Losing faith in new ‘Fidelio’
Rocky night for Opera Boston
Beethoven’s only opera, “Fidelio,’’ took quite a toll on its creator. “Of all my children,’’ he famously observed, “this is the one that caused me the most painful birth pangs and the most sorrows.’’ It tells the story of the ever-faithful Leonore, who disguises herself as Fidelio to gain work in a prison where she hopes to rescue her unjustly persecuted husband, Florestan. Even after all of Beethoven’s birth pangs and revisions, “Fidelio’’ remains a dramatically unwieldy and musically taxing work that presents myriad difficulties to singers and directors alike. But when it’s done right, the sublime beauty and humane power of the music can make it devastatingly effective in live performance.
Unfortunately, Friday night was not one of those experiences. With an oddly heavy-handed staging and an atypically shaky musical performance, Opera Boston’s new production of “Fidelio’’ ultimately did more to muffle the work’s potency than project it.
This staging sets the action in the Spanish Inquisition. Overall, director Thaddeus Strassberger, who scored a victory this summer at Bard College with his staging of Franz Schreker’s “Der Ferne Klang,’’ seemed stumped by the challenges of “Fidelio.’’ What was needed was direction that creatively focused this work’s abstract themes and brought the anguished plight of Leonore and Florestan into sharp relief. Instead, Strassberger seemed more interested in darkening the opera’s subtexts and ratcheting up its violence. To that end, he lavished attention on Florestan’s antagonist, Don Pizarro, portraying him as a corrupt sadist and forcing us, for instance, to watch him torture a writhing prisoner with a red-hot poker in Act I.
The opera was sung in German but this production renders the spoken dialogue in English translation, which consistently seemed to break any spell that the music had conjured. At other moments, the staging flouts the libretto in ways that undermined the drama with little or no compensatory gain. One of the opera’s most chilling lines comes at the beginning of Act II when Florestan, who has been wasting away in a dungeon, makes his first entrance with a primal, Jobian cry: “God! What darkness here!’’ On Friday, he did so on a half-lighted stage.

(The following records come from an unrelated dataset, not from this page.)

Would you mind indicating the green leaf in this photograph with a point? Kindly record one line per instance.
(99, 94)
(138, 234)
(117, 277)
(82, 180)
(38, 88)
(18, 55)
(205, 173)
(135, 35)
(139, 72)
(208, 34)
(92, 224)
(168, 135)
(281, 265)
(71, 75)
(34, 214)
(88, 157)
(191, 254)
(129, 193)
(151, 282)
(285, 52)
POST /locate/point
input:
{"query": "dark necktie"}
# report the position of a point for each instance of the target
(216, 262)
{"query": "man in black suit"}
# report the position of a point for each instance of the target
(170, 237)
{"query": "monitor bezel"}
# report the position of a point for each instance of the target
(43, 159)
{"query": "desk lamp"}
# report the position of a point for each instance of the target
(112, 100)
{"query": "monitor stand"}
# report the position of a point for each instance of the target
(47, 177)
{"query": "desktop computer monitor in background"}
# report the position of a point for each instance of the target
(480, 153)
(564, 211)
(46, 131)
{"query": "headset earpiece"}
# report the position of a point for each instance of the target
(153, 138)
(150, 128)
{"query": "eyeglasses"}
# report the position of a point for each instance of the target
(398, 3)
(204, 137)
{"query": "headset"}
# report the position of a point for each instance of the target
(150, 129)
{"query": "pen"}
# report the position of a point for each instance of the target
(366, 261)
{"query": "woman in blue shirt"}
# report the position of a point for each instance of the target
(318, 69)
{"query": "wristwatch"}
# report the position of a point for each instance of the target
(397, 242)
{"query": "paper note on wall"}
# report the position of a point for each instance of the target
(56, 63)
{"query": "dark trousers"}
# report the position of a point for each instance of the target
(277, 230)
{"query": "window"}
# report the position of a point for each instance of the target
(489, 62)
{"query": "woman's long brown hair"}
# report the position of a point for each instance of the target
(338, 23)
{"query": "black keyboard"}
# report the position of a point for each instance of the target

Likewise at the work’s conclusion, the libretto calls for Pizarro to be simply “led away,’’ but Strassberger keeps him on stage, raises him up with his face covered by a hood, and then has him die a slow exhibitionistic death, convulsing on top of a pyre, his gruesome ending overshadowing Beethoven’s glorious finale in which the singers rejoice over the power of a wife’s love. The point is not that we need strict, literalist readings but that a director’s interventions should build out organically from the spirit of the music itself.
Soprano Christine Goerke was a vocally formidable Leonore, pouring out an abundance of well-supported tone, though her portrayal could have used more dramatic focus and development. As Florestan, Michael Hendrick sang ardently but could not hold his own next to Goerke, his voice straining to a near-shout at times, and his German diction a major stumbling block. Andrew Funk was strong as the jailer Rocco and Scott Bearden sang Pizarro with skill and relish. Meredith Hansen displayed a mostly attractive soprano as Marzelline, Rocco’s daughter, and Jason Ferrante was a capable Jacquino, even if this staging overplayed the antics of his romantic quest. At the very end, the grounded elegance and dignity of Robert Honeysucker’s singing as Don Fernando arrived like a balm.
It was a very rocky night for Opera Boston’s orchestra under Gil Rose’s baton, with the group sounding generally distant and unsettled, with intermittent intonation issues, and with what felt too often like dangerously weak links between stage and pit. Disparate tempos chosen by singers and orchestra nearly pulled the music apart at a few points, and I often wondered how well the two groups could hear each other.
There were, despite it all, rewarding moments. The celebrated Act I prisoners’ chorus was handsomely sung, with an even blend and a warmth of tone that reminded you of the core humanity that still glows within this opera, even in productions that don’t do nearly enough to set it free.